Skill Kurang, Tambang Emas Tatelu Dikuasai Penambang Luar

Airmadidi, Fajarmanado.com — Banyaknya penambang dari luar Minut tak ditampik Ketua Solidaritas Penambang di Tanah Tonsea(Sobat) Henry Walukow SE. Ia mengungkapkan saat ini terdapat 500-an pekerja di tambang emas Desa Tatelu. Dimana dari jumlah tersebut sebagian berasal dari luar Minut.

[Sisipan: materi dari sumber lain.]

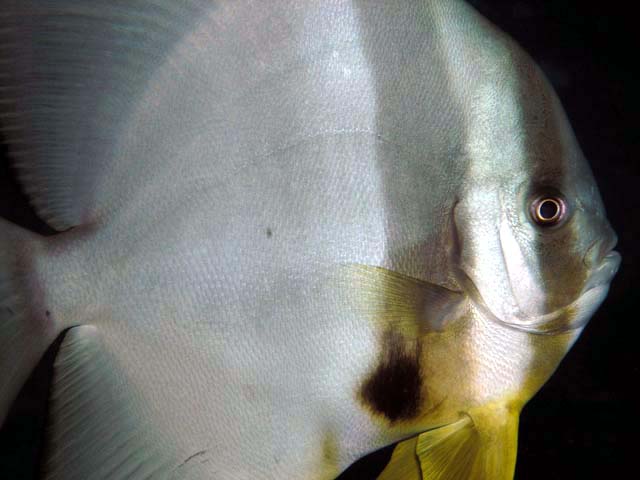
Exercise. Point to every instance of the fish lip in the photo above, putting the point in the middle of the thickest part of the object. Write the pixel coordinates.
(552, 323)
(595, 289)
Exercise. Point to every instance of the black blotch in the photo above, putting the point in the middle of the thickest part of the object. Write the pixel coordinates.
(394, 389)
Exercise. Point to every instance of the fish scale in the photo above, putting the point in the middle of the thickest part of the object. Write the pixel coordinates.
(291, 233)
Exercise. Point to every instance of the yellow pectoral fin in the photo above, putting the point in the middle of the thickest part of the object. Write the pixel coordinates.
(484, 449)
(404, 463)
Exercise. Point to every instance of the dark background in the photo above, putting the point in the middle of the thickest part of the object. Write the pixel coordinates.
(580, 424)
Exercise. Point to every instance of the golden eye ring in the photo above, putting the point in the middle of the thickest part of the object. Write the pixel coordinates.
(548, 211)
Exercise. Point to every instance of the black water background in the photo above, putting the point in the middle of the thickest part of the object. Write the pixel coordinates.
(581, 424)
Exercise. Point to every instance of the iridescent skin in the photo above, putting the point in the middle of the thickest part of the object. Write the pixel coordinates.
(244, 170)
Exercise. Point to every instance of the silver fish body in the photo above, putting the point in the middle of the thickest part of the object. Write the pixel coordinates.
(294, 232)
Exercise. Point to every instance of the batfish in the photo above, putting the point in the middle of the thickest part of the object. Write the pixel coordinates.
(290, 233)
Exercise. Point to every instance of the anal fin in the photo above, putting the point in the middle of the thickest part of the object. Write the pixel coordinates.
(97, 429)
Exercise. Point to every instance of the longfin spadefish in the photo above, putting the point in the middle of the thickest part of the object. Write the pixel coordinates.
(96, 430)
(70, 71)
(408, 305)
(460, 450)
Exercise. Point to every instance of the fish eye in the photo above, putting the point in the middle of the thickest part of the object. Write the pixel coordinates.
(548, 210)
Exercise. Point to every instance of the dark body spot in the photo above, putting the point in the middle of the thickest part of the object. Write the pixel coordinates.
(394, 389)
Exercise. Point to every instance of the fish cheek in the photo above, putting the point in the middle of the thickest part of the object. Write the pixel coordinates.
(394, 389)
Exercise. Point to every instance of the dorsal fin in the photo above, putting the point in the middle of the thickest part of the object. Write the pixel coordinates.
(69, 72)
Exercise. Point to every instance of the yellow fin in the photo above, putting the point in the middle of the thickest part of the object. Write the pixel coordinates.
(484, 449)
(404, 463)
(409, 305)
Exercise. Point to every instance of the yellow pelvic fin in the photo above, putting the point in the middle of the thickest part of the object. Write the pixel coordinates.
(483, 448)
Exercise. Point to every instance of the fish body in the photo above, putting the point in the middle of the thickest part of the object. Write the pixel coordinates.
(291, 233)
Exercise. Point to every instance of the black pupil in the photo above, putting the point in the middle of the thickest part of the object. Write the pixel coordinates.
(548, 209)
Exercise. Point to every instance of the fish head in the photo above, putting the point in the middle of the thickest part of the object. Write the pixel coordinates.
(533, 247)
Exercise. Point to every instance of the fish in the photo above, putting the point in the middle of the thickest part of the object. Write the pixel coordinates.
(290, 233)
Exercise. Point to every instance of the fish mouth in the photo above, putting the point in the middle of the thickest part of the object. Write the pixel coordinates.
(569, 317)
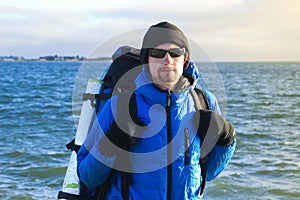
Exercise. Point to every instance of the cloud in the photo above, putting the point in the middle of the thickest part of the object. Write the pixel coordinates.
(229, 30)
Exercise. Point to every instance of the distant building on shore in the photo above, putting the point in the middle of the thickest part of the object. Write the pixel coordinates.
(53, 58)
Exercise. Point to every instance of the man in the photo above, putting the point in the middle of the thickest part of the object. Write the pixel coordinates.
(163, 162)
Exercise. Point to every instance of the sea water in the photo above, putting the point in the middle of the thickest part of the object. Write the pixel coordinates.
(40, 107)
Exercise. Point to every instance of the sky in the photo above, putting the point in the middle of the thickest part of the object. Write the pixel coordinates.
(227, 30)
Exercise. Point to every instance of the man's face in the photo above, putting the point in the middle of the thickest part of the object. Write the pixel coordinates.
(166, 72)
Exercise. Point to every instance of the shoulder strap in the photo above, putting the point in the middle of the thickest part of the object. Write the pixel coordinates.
(201, 102)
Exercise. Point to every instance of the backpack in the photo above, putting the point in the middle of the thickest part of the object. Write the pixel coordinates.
(124, 59)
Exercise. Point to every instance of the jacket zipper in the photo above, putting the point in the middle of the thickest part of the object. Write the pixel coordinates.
(169, 148)
(187, 144)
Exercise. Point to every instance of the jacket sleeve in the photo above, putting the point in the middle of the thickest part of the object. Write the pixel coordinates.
(219, 156)
(93, 168)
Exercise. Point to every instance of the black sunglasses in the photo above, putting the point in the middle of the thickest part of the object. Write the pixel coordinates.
(160, 53)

“Tambang emas di Desa Tatelu Kecamatan Dimembe menjadi magnet bagi penambang-penambang dari luar Minut. Malah jumlah penambang dari luar Minut lebih banyak ketimbang penambang lokal. Posisi sekarang pekerja di tambang sekitar 500-an. Kalau musim panas bisa lebih. Perbandingan penambang orang Minut dan dari luar 45:55. Dari luar lebih banyak sedikit,” beber Walukow, Kamis (20/4/2017).

Dijelaskan Walukow, penambang dari luar Minut didominasi dari Kotamobagu, Bolmong. Selain itu ada dari Minahasa, Minsel, Mitra dan juga Jawa. “Nah yang kejadian penambang tertimbun belum lama ini adalah orang Jawa dan mereka hanya di lubang itu saja,” ungkap Walukow.

Ditambahkannya, tenaga yang masuk di dalam lubang paling banyak dari luar Minut karena membutuhkan keahlian dan pengalaman. Kalau orang asli wilayah tambang skillnya kurang, tetapi ada beberapa yang bisa. “Pekerja orang di sini paling banyak yang di luar lubang. Seperti pengawas, koki kemudian pengangkut rep,” beber Walukow.

Dikatakan Walukow, pengusaha atau pemilik lahan yang masuk sebagai anggota Koperasi Bagu Emas Tatelu berjumlah 50 orang. “Rata-rata anggota koperasi adalah pemilik tong pengolahan sekaligus pemilik lahan,” ucap Walukow.

Dipaparkannya untuk tenaga pekerja itu dibawa oleh majikan melapor di pos sambil menunjukkan pas jalan dan KTP. Menurut Walukow untuk karyawan biasanya berstatus tidak tetap tergantung pembicaraan dengan majikan.

“Biasanya minimal dipekerjakan selama satu bulan,” jelas Walukow sembari mengatakan, sosialisasi pihak Polres Minut dengan pemilik-pemilik lahan baru-baru ini ada kesepakatan untuk menyusun prosedur standar operasional. Diantaranya keharusan memasang penunjang atau penyangga lubang dengan menggunakan besi atau kayu grade A atau kelas kayu besi.